Keyword to avoid not null references
Namespace
rswhite4 at googlemail.com
Mon Apr 23 02:02:50 PDT 2012
On Monday, 23 April 2012 at 08:47:22 UTC, Simen Kjaeraas wrote:
> On Mon, 23 Apr 2012 10:38:27 +0200, Dmitry Olshansky
> <dmitry.olsh at gmail.com> wrote:
>
>> On 23.04.2012 12:06, Simen Kjaeraas wrote:
>>> On Mon, 23 Apr 2012 09:14:12 +0200, Namespace
>>> <rswhite4 at googlemail.com>
>>> wrote:
>>>
>>>> I made several tests with NotNull yesterday and actually
>>>> they all passed.
>>>> In special cases i didn't get a compiler error but then a
>>>> runtime
>>>> error is better then nothing. :)
>>>>
>>>> But there is still my problem with this:
>>>>
>>>> void foo(NotNull!(Foo) n) {
>>>>
>>>> }
>>>>
>>>> void bar(Foo n) {
>>>>
>>>> }
>>>>
>>>> in my optinion it must exist a way that both
>>>> NotNull!(Foo) nf = new Foo();
>>>>
>>>> foo(nf);
>>>> bar(nf);
>>>>
>>>> and furhtermore
>>>> Foo f = new Foo();
>>>>
>>>> foo(f);
>>>> bar(f);
>>>>
>>>> compiles.
>>>> We need some hack, implicit cast or compiler cast that cast
>>>> or passes
>>>> Foo to NotNull!(Foo).
>>>>
>>>> Any suggestions?
>>>
>>> No.

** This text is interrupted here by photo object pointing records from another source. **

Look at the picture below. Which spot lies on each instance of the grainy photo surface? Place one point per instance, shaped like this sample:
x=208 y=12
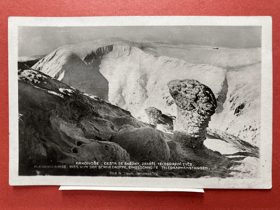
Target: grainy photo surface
x=178 y=102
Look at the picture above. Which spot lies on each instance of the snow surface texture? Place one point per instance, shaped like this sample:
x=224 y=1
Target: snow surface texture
x=60 y=125
x=134 y=76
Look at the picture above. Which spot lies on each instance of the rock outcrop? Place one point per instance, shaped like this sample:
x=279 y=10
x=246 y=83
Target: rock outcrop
x=159 y=120
x=60 y=126
x=196 y=104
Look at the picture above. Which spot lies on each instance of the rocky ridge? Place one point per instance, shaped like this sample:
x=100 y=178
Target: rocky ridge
x=62 y=125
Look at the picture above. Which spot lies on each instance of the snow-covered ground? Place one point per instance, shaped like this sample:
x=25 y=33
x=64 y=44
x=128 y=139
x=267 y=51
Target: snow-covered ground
x=133 y=76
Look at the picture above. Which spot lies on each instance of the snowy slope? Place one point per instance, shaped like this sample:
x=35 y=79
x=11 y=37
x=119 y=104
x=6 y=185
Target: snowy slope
x=134 y=77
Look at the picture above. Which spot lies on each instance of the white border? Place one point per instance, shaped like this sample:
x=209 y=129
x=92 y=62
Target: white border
x=263 y=182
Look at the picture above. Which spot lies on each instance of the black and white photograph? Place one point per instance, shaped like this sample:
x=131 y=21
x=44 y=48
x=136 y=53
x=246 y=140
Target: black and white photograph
x=148 y=101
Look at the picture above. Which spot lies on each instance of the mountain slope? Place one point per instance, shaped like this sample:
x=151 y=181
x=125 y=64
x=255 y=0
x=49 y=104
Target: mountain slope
x=134 y=76
x=61 y=126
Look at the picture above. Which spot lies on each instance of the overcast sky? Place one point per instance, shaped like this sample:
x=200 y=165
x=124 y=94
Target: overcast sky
x=43 y=40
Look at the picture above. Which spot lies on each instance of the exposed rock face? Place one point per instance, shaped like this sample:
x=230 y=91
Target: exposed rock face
x=159 y=120
x=143 y=144
x=128 y=74
x=153 y=114
x=59 y=125
x=196 y=104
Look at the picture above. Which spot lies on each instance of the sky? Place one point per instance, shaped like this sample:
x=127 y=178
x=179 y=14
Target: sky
x=43 y=40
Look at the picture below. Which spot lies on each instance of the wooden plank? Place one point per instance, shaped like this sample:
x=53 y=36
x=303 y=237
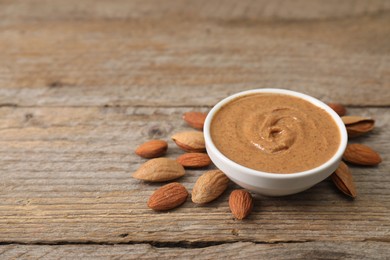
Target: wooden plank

The whole point of NotNull is that it should enforce not
>>> being null.
>>> Allowing implicit casting from PossiblyNull to NotNull would
>>> break this.
>>
>> Just include obligatory run-time check when crossing
>> null-NotNull boundaries.
>>
>
> Which carries with it hidden runtime costs that are
> unacceptable to some.
> The point of NotNull is twofold - safety (you know it's not
> null) and speed
> (you don't need to check if it's null). The latter goes out the
> window if
> implicit casting were allowed.
Allow both: a type for explicit not null which cannot be changed
to null and a keyword or some other construct which can check any
possible object at compile time if it's null.